— Вы не ходите к доктору Тэлботу?
— А где это, мэм?
— На Хертфорд-стрит.
— Нет, это территория мистера Пратта. Он все еще работает там и на площади Нельсона. Живет там рядом, поэтому ему ходить недалеко. А мне-то что — я не против. У меня и своих дел полно. Город-то растет. Вот новый отель открылся и…
— Вы знаете человека по имени мистер Пэрриш?
Точильщик задумался.
— Он живет в Твикенхеме, мэм? Потому что имени я не припоминаю.
— Нет.
Салли внимательно наблюдала за мужчиной и чувствовала, что сердце начинает биться быстрее. Точильщик выглядел искренне озадаченным.
— Вы расспрашиваете моих слуг обо мне? — поинтересовалась Салли.
— Конечно, нет, мэм. Вы обвиняете меня в…
— Я знаю, что вы обсуждаете то, что происходит в этом доме. Моя служанка сказала мне.
— Тогда лучше поговорите об этом с ней, мэм. Меня не настолько интересуют чужие дела, чтобы совать в них свой нос, если вы об этом. Я всегда был честным человеком, мэм. В этом городе очень много людей, кто мог бы за меня поручиться. Вообще-то я не обязан к вам ходить. У меня и без того работы хватает. Если вы меня в чем-то обвиняете, давайте разберемся при всем честном народе. А если нет, то вашей кухарке теперь придется обратиться к кому-нибудь другому, если она хочет, чтобы ее ножи не тупились.

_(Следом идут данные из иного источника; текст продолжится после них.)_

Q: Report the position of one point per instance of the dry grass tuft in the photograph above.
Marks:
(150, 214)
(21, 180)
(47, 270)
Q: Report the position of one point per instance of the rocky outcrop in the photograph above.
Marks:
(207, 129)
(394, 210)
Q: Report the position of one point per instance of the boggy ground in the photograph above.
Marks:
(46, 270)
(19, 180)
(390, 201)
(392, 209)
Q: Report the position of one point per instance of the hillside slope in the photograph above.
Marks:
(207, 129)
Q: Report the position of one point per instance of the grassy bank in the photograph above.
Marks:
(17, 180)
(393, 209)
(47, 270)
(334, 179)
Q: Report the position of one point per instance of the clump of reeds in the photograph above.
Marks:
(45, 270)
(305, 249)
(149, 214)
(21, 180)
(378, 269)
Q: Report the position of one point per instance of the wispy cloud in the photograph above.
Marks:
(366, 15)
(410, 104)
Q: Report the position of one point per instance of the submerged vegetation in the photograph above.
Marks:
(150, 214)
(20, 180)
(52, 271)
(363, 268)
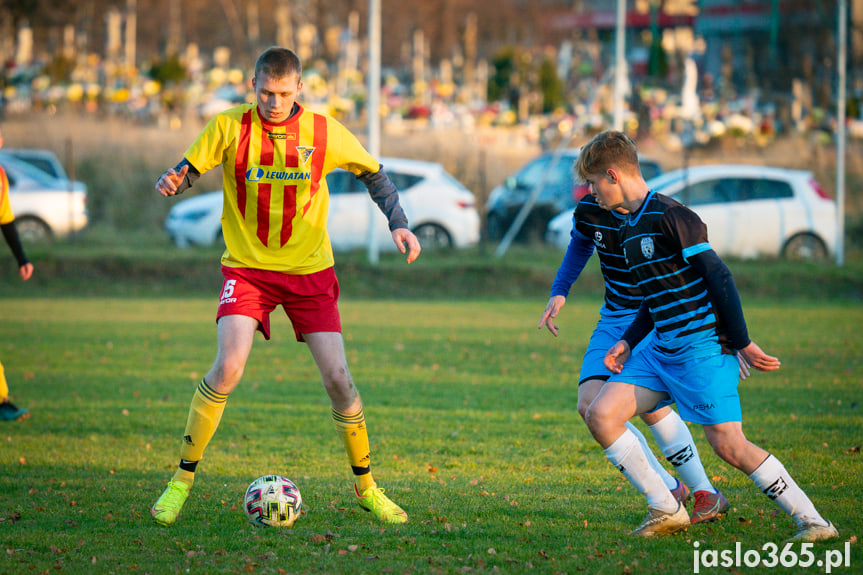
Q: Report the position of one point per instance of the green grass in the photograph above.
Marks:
(471, 414)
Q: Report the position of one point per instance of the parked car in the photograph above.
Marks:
(441, 211)
(45, 160)
(45, 207)
(750, 211)
(553, 172)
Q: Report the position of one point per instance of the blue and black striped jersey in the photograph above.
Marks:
(602, 228)
(657, 241)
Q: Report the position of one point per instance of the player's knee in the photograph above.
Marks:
(583, 406)
(226, 373)
(599, 418)
(337, 378)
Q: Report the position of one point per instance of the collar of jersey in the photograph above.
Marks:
(633, 219)
(294, 117)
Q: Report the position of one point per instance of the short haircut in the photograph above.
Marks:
(278, 62)
(604, 150)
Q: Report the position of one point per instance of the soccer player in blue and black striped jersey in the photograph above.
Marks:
(690, 304)
(595, 228)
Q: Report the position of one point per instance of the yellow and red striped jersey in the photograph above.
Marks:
(276, 201)
(6, 214)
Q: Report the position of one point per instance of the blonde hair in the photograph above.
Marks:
(278, 62)
(607, 149)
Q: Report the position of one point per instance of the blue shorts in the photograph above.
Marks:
(608, 332)
(705, 389)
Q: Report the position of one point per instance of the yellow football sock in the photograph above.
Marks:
(352, 428)
(205, 413)
(4, 388)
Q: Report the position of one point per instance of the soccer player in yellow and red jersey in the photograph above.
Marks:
(275, 155)
(8, 410)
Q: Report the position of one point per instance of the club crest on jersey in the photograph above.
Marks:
(597, 239)
(270, 176)
(305, 152)
(647, 247)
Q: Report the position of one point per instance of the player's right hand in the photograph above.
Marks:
(168, 182)
(555, 303)
(617, 356)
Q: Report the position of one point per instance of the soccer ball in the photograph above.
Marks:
(272, 500)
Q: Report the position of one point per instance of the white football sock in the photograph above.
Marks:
(626, 454)
(674, 439)
(669, 481)
(773, 479)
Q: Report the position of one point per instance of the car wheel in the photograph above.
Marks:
(33, 230)
(807, 247)
(433, 237)
(494, 228)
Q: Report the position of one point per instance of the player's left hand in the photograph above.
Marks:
(407, 242)
(743, 366)
(617, 356)
(555, 303)
(758, 359)
(26, 271)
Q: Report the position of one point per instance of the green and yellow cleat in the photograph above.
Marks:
(381, 506)
(168, 506)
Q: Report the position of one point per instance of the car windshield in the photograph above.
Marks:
(660, 183)
(28, 170)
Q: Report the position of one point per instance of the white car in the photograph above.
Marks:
(441, 211)
(750, 211)
(45, 207)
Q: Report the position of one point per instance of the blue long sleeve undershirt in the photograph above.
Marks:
(577, 254)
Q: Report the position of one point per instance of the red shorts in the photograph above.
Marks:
(310, 301)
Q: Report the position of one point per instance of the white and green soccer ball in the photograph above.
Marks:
(272, 500)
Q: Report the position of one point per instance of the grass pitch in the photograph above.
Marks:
(471, 414)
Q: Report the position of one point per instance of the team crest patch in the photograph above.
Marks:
(647, 247)
(305, 152)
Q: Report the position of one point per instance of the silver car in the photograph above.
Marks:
(750, 211)
(45, 207)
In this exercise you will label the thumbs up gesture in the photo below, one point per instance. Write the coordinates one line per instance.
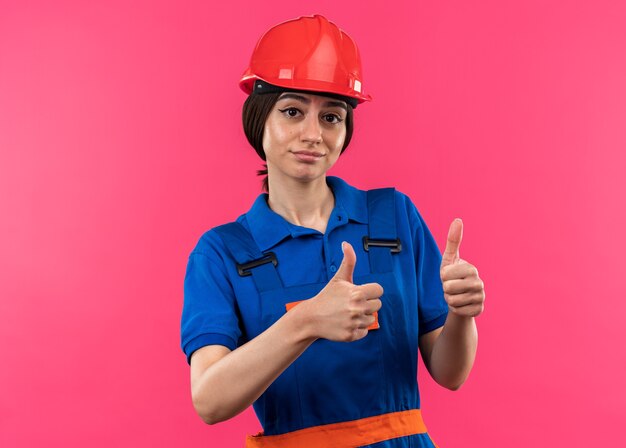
(463, 290)
(342, 311)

Салли почувствовала, как краснеет, и встала.
— Простите, мистер Кейв, простите меня. Просто у нас тут были кое-какие неприятности, кто-то рассказывает всем, что происходит в доме. Я просто пытаюсь выяснить…
— Довольно, мэм. Я не собираюсь ходить в дом, где подозревают, что я вынюхиваю чужие тайны. А клиентов у меня и так хватает.
И, не обращая внимания на извинения Салли, он повернулся и вышел. Через минуту она услышала, как хлопнула входная дверь.
Она снова села. Ей так надоело все это, она так устала.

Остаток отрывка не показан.